There’s no calculated “edge” to it. No layered intention of teasing a link or nudging people toward something else. No thirst trap agenda, no coy marketing baked into it. And while, sure, the work I do often falls outside what’s considered “safe” for social media — that’s not some ploy. It’s just that some stories, some visuals, some emotions require full expression. That’s all.
I’ve never been interested in chasing eyes for the sake of numbers or clicks or paywalls. That’s a whole different world — and to be clear, I don’t knock anyone operating in that space. It’s just not where my work lives, and not where my head is.

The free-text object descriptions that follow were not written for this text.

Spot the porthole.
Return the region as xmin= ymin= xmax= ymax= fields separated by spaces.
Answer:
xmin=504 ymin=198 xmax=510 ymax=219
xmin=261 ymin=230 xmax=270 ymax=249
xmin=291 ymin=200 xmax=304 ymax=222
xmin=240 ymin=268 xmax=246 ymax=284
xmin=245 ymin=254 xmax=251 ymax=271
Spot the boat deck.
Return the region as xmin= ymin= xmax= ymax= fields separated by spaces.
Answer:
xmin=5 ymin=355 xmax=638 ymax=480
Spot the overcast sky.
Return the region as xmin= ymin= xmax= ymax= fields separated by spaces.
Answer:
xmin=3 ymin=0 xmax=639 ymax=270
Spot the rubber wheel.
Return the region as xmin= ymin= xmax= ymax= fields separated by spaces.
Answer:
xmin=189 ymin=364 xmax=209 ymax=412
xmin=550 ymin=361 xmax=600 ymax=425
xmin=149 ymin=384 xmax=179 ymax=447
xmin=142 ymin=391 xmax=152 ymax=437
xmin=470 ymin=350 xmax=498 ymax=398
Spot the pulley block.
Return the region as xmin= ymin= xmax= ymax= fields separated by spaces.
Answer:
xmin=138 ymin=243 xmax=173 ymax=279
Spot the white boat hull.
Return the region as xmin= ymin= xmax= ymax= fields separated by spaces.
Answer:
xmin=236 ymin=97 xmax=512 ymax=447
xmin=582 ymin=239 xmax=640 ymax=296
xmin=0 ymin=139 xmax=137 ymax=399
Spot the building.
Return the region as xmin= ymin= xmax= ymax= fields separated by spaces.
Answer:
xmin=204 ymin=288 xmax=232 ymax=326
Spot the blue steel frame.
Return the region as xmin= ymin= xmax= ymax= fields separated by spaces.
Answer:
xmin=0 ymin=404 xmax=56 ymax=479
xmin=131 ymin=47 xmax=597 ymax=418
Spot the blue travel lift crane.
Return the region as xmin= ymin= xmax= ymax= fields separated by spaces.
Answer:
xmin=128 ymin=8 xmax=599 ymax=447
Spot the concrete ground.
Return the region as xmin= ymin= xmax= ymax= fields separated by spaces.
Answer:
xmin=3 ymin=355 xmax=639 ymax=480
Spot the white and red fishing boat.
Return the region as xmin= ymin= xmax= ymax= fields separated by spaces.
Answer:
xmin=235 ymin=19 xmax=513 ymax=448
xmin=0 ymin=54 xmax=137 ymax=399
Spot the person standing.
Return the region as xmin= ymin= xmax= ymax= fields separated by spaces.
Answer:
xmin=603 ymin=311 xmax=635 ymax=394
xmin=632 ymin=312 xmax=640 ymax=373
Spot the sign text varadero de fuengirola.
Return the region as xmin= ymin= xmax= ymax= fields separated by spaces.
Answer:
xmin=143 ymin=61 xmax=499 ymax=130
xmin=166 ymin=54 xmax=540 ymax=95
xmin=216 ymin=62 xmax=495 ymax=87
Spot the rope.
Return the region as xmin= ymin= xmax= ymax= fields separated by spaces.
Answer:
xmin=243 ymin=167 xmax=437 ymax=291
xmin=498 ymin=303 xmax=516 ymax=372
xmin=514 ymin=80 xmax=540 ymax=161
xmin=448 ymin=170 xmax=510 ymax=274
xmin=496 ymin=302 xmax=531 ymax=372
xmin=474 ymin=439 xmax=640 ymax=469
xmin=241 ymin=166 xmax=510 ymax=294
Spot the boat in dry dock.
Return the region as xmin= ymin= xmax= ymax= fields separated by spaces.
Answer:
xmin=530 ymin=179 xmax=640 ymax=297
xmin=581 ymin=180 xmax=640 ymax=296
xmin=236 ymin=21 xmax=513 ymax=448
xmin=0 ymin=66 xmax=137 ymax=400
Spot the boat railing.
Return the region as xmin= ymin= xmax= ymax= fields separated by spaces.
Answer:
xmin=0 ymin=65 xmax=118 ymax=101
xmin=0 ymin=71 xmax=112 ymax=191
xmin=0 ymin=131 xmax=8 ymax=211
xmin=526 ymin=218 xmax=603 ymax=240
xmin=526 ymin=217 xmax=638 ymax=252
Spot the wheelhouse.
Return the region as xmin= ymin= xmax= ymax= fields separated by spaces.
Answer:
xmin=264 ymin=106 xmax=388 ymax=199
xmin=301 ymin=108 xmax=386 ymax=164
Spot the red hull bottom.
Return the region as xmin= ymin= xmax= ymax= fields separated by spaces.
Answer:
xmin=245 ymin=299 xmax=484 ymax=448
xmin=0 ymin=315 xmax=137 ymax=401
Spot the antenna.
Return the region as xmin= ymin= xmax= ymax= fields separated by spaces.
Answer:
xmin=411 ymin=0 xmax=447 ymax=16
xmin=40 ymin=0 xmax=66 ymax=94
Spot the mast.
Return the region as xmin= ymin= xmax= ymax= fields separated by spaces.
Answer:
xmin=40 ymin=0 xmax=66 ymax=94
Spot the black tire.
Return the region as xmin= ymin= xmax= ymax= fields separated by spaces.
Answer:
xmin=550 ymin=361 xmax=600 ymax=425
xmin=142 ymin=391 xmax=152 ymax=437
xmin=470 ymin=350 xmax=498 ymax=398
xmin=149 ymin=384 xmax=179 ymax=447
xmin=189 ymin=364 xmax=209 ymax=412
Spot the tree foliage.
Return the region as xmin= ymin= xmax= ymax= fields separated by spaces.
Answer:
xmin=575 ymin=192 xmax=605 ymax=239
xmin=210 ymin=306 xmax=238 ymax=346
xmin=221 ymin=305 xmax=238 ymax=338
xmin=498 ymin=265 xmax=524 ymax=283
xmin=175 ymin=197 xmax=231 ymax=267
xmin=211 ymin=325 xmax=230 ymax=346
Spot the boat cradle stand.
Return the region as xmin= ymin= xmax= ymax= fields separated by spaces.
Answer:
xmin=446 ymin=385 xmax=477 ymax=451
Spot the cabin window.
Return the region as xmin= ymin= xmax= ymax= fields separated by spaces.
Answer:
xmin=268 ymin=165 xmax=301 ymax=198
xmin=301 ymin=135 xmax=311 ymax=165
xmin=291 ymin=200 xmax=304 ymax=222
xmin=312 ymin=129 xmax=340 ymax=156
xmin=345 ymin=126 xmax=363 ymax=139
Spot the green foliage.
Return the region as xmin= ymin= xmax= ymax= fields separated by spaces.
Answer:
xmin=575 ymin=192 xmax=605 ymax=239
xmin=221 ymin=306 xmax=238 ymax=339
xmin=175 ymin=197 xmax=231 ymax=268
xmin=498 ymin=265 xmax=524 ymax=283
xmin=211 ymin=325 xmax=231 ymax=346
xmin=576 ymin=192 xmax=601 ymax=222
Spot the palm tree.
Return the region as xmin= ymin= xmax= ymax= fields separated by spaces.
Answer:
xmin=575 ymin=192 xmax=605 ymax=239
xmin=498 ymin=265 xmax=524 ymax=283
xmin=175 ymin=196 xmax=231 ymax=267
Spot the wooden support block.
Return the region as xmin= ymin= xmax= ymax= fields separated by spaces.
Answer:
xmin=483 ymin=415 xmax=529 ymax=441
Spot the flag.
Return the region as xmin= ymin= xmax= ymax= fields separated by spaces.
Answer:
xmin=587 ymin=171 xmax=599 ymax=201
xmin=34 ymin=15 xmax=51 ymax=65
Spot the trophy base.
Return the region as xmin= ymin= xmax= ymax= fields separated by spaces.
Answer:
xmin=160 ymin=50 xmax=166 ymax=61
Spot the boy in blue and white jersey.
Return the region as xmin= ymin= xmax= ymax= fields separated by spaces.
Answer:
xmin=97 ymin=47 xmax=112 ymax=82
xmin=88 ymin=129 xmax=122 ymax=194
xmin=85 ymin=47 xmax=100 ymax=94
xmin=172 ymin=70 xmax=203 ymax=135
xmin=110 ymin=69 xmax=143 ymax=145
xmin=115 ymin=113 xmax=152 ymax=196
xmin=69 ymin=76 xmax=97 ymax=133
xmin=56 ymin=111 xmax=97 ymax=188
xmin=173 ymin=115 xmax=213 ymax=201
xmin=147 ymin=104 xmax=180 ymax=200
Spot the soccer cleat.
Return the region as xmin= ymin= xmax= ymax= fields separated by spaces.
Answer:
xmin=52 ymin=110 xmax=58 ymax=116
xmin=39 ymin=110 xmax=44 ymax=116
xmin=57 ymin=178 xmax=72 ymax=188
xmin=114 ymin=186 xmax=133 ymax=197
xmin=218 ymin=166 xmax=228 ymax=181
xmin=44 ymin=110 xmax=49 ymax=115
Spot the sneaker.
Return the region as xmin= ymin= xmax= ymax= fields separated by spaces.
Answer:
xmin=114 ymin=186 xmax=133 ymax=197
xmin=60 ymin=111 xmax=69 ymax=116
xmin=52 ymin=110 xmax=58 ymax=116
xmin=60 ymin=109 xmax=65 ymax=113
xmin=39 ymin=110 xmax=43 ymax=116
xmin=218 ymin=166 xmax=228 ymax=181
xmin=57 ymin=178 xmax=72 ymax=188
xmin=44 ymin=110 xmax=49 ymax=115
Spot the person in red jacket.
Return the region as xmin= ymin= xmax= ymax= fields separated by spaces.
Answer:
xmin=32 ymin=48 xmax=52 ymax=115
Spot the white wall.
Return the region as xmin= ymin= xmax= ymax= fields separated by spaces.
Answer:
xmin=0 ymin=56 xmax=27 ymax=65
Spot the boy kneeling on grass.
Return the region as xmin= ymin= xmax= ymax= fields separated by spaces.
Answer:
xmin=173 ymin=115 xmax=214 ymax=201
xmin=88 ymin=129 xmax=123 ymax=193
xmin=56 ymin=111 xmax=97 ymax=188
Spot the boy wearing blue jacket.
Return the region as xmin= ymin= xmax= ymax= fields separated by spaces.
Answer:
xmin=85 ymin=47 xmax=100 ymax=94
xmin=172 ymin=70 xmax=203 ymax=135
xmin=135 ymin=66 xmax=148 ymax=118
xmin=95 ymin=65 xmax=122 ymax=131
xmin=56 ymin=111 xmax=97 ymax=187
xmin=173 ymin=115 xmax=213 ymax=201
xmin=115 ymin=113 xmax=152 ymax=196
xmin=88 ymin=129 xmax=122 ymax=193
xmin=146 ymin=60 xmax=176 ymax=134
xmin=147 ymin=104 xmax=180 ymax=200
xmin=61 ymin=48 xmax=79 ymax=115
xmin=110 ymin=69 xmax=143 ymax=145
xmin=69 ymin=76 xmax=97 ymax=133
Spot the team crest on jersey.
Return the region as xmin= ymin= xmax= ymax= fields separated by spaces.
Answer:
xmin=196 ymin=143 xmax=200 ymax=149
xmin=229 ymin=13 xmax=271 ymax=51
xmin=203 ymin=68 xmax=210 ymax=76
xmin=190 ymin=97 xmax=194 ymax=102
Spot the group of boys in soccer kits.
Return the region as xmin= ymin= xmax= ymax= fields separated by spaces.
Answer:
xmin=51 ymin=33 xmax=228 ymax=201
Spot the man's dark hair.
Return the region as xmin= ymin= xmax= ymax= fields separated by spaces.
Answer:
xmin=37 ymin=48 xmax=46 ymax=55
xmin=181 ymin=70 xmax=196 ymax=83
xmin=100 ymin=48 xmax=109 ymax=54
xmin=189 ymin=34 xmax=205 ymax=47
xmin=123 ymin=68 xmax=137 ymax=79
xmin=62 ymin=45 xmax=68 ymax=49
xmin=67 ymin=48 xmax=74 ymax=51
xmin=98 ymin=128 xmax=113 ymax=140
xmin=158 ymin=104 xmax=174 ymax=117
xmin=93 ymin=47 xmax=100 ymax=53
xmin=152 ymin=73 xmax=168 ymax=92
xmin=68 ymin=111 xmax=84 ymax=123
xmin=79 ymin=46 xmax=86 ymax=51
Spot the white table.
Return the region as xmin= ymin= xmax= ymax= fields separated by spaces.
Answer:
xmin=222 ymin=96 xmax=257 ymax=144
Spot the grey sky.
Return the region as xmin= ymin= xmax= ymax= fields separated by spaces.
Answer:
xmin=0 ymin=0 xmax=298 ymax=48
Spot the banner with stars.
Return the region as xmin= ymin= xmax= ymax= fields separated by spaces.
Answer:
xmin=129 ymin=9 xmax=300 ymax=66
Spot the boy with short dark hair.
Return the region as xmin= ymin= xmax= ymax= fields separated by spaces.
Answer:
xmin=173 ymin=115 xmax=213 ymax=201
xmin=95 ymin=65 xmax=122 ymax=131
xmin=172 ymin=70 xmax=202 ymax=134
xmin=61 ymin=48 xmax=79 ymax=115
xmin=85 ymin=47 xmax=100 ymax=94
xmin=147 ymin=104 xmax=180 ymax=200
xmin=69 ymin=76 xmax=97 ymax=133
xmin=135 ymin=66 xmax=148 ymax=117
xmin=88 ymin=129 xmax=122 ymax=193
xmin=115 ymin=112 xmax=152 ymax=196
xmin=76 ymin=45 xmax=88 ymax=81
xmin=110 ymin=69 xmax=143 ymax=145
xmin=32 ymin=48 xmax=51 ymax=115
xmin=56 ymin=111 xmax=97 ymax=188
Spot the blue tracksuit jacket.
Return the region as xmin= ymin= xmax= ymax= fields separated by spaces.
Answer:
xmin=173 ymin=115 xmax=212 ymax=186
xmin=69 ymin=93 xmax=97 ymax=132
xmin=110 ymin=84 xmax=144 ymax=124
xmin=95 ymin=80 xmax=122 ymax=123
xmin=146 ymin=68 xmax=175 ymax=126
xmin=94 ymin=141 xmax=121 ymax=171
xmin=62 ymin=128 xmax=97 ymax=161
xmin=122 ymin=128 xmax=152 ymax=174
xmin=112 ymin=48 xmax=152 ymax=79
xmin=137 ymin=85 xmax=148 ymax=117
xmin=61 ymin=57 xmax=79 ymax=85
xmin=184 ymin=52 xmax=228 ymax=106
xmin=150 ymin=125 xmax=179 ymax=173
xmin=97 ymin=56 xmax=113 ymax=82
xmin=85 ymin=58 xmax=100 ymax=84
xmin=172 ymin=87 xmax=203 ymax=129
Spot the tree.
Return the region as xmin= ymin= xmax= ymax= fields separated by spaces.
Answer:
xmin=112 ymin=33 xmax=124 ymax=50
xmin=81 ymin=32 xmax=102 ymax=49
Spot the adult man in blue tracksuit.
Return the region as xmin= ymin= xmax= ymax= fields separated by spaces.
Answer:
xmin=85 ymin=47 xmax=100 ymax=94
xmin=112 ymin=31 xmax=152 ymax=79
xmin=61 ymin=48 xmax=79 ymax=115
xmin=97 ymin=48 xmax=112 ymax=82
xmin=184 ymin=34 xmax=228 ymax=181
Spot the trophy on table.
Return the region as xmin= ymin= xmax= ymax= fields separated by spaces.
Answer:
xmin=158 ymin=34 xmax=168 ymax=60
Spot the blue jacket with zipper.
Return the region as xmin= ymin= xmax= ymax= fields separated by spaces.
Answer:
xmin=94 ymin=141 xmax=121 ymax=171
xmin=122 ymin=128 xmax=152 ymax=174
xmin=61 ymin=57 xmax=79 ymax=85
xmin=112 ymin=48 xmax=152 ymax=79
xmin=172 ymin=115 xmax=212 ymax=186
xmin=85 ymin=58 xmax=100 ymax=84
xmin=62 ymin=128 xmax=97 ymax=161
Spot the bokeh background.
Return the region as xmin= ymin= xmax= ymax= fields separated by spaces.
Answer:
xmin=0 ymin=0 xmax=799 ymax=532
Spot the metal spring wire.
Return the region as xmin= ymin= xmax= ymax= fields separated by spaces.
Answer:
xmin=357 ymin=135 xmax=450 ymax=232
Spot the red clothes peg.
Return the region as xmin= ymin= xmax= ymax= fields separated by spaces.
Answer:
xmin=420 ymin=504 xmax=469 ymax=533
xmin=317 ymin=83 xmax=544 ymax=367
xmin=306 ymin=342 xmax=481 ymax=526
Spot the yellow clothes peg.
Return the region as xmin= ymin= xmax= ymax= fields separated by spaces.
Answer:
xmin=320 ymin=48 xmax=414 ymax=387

If someone chooses to view what I make through a lens of self-gratification or exploitation, I can’t stop them — but that’s never the framework I create in. That interpretation lives outside of my intent, not inside it. The work may be bold. It may be vulnerable. It may even confront something people aren’t used to seeing. But it’s not engineered to be provocative for provocation’s sake — it just *is what it is*, and I leave the rest up to the viewer.
I’m not always here to make art that says something, but on occasion I am – even when that something is hard to pin down. Especially then. Because the art that matters most to me has never handed out easy answers — it’s asked better questions. And often, it exists for the sake of existing. And that’s all I ever really want it to do.